Diabète, syndrome métabolique, endocrinien
Traitement d'une situation métabolique opposée : syndrome de déficit en GLUT1 et diabète de type 1

Le syndrome de déficit en transporteur du glucose de type 1 (GLUT1-DS) est une maladie métabolique génétique rare qui entraîne une altération du transport du glucose à travers la barrière hémato-encéphalique et un déficit énergétique cérébral chronique. Les patients nécessitent généralement un régime cétogène à vie pour fournir au cerveau des corps cétoniques comme source d'énergie alternative. Le régime Atkins modifié (MAD), une forme de régime cétogène à base de kétogène (KDT), est couramment utilisé pour gérer les symptômes, notamment les crises d'épilepsie et les troubles moteurs.

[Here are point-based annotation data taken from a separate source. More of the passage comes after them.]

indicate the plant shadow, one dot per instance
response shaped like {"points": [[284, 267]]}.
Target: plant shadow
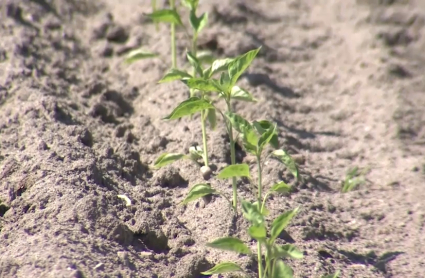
{"points": [[258, 79], [371, 258]]}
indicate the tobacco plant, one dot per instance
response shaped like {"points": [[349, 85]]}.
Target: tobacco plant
{"points": [[225, 88]]}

Un rapport de cas récent décrit la prise en charge d'une patiente de 15 ans atteinte d'un déficit en GLUT1-DS et ayant développé un diabète de type 1 (DT1) sous traitement antidiabétique orodispersible (DAM). Elle était exempte de crises d'épilepsie et neurologiquement stable sous DAM depuis l'âge de 10 ans. À 15 ans, elle a présenté une acidocétose diabétique (ACD) lors d'un suivi de routine, révélant un diabète de type 1 non diagnostiqué auparavant. Traiter simultanément les deux affections représentait un défi clinique unique, car l'insulinothérapie nécessaire au traitement du DT1 peut inhiber la production de cétones nécessaire à la prise en charge du DAM-GLUT1-DS.
Après correction de l'acidocétose diabétique, un traitement par pompe à insuline a été instauré tout en maintenant l'AMM. Une équipe interdisciplinaire a établi des objectifs thérapeutiques individualisés pour favoriser le contrôle glycémique et la cétose thérapeutique. La prise en charge du patient comprenait une surveillance en temps réel de la glycémie et des taux de β-hydroxybutyrate, l'utilisation stratégique d'huile MCT et des ajustements de la dose d'insuline afin de préserver une cétose modérée.
Au cours d'un suivi de 24 mois, elle n'a présenté aucune récidive d'acidocétose diabétique, de convulsions ni de troubles du mouvement paroxystiques. Son taux d'HbA1c est resté stable à 6.9 % et ses besoins en insuline ont atteint en moyenne 0.6 UI/kg/jour. Son taux matinal de β-hydroxybutyrate s'est maintenu entre 0.4 et 2.2 mmol/L.
Il s'agit du premier cas documenté d'apparition de diabète de type 1 chez un patient déjà soumis à un régime cétogène pour un déficit en GLUT1-DS. Ce cas démontre qu'avec des objectifs individualisés et une étroite coordination interdisciplinaire, ces deux pathologies métaboliquement opposées peuvent être prises en charge de manière sûre et efficace. Des investigations complémentaires sont nécessaires pour orienter les protocoles thérapeutiques pour des cas similaires.